The good news is that as we solve all these other interaction cases, robots will be able to build directly off of those achievements. Everybody wins.
As computers have gotten better, more useful and more mobile, I've spent more and more time with a screen in my face. Paul Miller at age 26 is perpetually hunched over a digital device, contorting his fingers into different keyboard configurations, clicking or scrolling or swiping or pinching or flicking as each specific UI requires. I've fully conformed myself to the digital devices that enable me to create and communicate. I don't begrudge them this, and I don't advocate an alternative where I do less merely so that I can appear a little more like a mid twentieth century man.
Still, what I think a Dyson sphere approach to interaction allows is for me to step away from the screen at times without losing any of the utility. Let's say I'm at a party. This party has been in my calendar for a month, so it's obviously important to me. I'm in a conversation, gesticulating wildly. When I receive a call from a good friend who lives out of state my phone gently pushes him to voicemail so as to not interrupt me -- if he calls back the phone will ring out loud. Someone agrees with the amazing point I'm making and recommends an essay in The New Yorker from two months ago that totally beat me to it. Instead of pulling out my phone and making a note of this essay, my phone finds and records the link for me while I continue. Perhaps I peel off and talk more with this interesting person, and at the end of the night we're great friends -- but it's rude to ask their name again. Should I pull out my phone and do the awkward "let's become Facebook friends right now" dance? No worries, my phone remembers who this is, and since they're a friend of a friend there's an "Add as Friend" next to their face in my conversation log waiting for me when I get home.
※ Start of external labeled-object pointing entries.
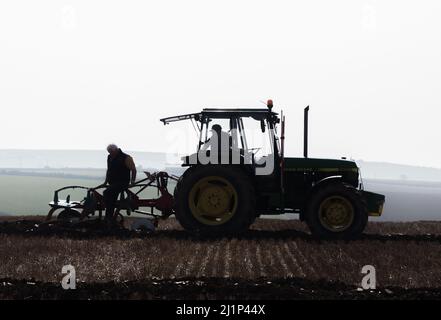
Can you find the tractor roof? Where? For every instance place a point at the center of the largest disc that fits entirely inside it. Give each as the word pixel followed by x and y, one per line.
pixel 223 113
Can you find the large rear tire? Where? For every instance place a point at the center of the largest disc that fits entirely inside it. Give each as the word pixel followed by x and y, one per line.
pixel 336 211
pixel 215 200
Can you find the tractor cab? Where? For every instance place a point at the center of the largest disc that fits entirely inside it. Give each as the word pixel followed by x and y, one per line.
pixel 234 137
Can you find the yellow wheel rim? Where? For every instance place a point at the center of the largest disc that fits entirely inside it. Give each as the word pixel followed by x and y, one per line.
pixel 213 200
pixel 336 213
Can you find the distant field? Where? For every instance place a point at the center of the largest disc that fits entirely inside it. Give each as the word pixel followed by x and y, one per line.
pixel 27 195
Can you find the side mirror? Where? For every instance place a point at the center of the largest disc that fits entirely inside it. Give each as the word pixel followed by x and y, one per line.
pixel 262 125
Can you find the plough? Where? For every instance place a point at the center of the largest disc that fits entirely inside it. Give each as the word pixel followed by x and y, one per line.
pixel 129 201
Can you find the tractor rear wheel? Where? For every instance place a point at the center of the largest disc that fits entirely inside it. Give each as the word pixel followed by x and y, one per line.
pixel 215 200
pixel 336 211
pixel 68 214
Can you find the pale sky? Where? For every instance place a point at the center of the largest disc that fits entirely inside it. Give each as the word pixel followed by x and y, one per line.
pixel 81 74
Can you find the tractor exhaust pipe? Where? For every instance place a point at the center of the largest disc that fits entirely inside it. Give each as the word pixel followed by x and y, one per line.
pixel 305 132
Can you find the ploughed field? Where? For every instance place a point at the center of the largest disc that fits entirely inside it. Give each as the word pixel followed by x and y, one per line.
pixel 276 259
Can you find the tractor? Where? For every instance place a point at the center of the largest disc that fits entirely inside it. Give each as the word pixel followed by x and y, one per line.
pixel 223 192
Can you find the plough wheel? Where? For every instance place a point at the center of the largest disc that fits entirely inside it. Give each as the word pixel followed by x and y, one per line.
pixel 215 200
pixel 68 214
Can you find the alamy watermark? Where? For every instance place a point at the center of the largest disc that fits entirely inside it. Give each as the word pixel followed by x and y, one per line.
pixel 369 281
pixel 69 281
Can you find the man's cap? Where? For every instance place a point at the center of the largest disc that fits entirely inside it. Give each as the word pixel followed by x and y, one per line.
pixel 216 127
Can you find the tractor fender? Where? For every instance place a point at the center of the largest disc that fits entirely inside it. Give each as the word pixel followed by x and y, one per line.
pixel 317 185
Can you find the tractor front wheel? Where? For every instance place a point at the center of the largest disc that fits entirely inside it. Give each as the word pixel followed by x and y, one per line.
pixel 336 211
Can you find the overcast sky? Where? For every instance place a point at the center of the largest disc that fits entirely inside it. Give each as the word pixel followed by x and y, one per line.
pixel 81 74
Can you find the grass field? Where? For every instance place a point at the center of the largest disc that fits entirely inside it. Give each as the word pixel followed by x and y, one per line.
pixel 405 255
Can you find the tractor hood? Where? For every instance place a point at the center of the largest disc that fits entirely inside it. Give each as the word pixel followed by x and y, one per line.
pixel 320 165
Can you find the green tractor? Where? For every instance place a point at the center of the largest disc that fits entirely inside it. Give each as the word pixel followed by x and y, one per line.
pixel 224 190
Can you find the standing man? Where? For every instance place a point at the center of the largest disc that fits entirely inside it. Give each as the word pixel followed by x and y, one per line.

In fact, when you think through that example, another spherical "Dyson" comes to mind... you know, a Dyson Ball. A vacuum cleaner sucks in everything, but filters out the dirt (preferably through a HEPA filter, but let's not get too far down this tangent). Because capturing all this data really isn't going to be that much of a stretch, we already have all the tools at our disposal, but making sense of it is going to be a gargantuan undertaking.
Ultimately, it's not that I want to use less of my computers, I just want my computers to use more of me. Luckily, most of the things I've outlined here are obvious and inevitable evolutions of computer interaction. What scares me is that in the meantime we'll get so hung up on "natural user interface" that we'll just use fancy new gestures and voice commands to do the exact same tasks we've been doing with perfect speed and accuracy for years. I don't think either Dyson would be happy about that.